BSG4Bot: Efficient Bot Detection based on Biased Heterogeneous Subgraphs
Hao Miao, Zida Liu, and Jun Gao

TL;DR
BSG4Bot is a novel bot detection method that constructs biased heterogeneous subgraphs to improve detection accuracy and efficiency, addressing limitations of existing GNN-based approaches in dynamic and large-scale social networks.
Contribution
The paper introduces BSG4Bot, a new approach using biased subgraphs and heterogeneous GNNs to enhance bot detection performance and efficiency.
Findings
Outperforms state-of-the-art methods in accuracy
Requires nearly 1/5 of the training time of existing methods
Effectively incorporates stable features like content and activity patterns
Abstract
The detection of malicious social bots has become a crucial task, as bots can be easily deployed and manipulated to spread disinformation, promote conspiracy messages, and more.

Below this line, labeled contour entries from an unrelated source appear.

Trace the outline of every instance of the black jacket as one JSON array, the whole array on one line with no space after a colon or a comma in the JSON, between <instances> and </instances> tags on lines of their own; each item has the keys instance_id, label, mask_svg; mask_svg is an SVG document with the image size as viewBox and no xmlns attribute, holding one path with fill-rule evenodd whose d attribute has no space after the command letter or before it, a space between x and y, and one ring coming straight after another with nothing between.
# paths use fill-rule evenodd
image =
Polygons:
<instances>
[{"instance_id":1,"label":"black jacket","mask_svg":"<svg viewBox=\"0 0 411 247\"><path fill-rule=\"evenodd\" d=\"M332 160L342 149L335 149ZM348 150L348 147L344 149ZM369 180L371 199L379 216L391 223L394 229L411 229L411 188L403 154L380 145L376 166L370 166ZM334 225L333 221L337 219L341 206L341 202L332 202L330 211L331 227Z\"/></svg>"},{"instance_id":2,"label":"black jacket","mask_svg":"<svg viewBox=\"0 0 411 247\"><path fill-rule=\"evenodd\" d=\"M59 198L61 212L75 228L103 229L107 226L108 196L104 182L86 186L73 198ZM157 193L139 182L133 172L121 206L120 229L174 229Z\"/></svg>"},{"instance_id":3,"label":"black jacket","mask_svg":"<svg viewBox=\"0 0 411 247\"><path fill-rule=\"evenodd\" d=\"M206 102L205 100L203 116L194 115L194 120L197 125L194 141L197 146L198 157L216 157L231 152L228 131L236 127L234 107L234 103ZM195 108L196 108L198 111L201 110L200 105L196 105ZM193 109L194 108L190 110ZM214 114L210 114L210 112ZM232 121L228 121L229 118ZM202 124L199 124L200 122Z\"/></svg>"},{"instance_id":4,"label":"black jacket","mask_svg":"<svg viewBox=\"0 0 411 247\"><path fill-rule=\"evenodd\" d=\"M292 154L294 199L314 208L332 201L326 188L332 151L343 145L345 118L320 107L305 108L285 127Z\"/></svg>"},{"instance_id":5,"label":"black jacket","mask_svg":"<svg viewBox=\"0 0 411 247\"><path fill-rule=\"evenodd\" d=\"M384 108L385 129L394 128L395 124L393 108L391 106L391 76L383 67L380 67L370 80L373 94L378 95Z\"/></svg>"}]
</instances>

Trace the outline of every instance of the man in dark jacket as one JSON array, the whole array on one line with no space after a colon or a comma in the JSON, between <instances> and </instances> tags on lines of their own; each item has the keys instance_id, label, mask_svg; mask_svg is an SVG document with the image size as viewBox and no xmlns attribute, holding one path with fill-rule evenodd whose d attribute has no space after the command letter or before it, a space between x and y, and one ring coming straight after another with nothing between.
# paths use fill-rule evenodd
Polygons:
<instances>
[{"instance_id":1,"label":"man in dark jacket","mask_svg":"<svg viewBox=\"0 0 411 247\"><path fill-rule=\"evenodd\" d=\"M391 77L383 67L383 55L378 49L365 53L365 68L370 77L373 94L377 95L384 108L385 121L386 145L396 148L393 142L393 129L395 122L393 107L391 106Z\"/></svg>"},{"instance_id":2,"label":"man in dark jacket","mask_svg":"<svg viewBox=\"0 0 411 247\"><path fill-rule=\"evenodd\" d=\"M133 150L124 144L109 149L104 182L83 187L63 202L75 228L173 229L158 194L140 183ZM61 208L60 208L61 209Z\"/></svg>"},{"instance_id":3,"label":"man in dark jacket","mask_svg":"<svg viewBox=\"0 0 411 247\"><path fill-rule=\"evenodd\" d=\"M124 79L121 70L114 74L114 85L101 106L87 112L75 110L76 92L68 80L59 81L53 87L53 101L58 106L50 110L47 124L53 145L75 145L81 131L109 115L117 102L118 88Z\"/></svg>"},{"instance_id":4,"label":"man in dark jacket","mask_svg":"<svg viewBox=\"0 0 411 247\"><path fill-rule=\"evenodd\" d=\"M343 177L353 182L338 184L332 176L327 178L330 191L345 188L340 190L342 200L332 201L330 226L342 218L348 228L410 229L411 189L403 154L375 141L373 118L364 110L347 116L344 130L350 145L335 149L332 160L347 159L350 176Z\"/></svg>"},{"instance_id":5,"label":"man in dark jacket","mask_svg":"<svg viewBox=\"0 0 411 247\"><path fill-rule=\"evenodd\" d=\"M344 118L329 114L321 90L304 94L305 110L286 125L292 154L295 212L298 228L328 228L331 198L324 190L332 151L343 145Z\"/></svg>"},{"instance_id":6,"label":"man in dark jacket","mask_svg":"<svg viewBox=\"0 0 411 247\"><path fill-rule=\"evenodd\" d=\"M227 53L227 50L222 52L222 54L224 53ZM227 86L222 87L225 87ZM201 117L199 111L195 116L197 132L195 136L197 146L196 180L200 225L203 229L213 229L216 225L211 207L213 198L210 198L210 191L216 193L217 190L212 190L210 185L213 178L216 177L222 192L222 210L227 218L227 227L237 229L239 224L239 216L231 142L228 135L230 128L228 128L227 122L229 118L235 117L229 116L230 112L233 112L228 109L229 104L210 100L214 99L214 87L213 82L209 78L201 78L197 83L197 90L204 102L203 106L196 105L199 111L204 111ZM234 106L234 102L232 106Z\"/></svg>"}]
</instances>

Most existing approaches utilize graph neural networks (GNNs)to capture both user profle and structural features,achieving promising progress. However, they still face limitations including the expensive training on large underlying graph, the performance degration when similar neighborhood patterns' assumption preferred by GNNs is not satisfied, and the dynamic features of bots in a highly adversarial context. Motivated by these limitations, this paper proposes a method named BSG4Bot with an intuition that GNNs training on Biased SubGraphs can improve both performance and time/space efficiency in bot detection. Specifically, BSG4Bot first pre-trains a classifier on node features efficiently to define the node…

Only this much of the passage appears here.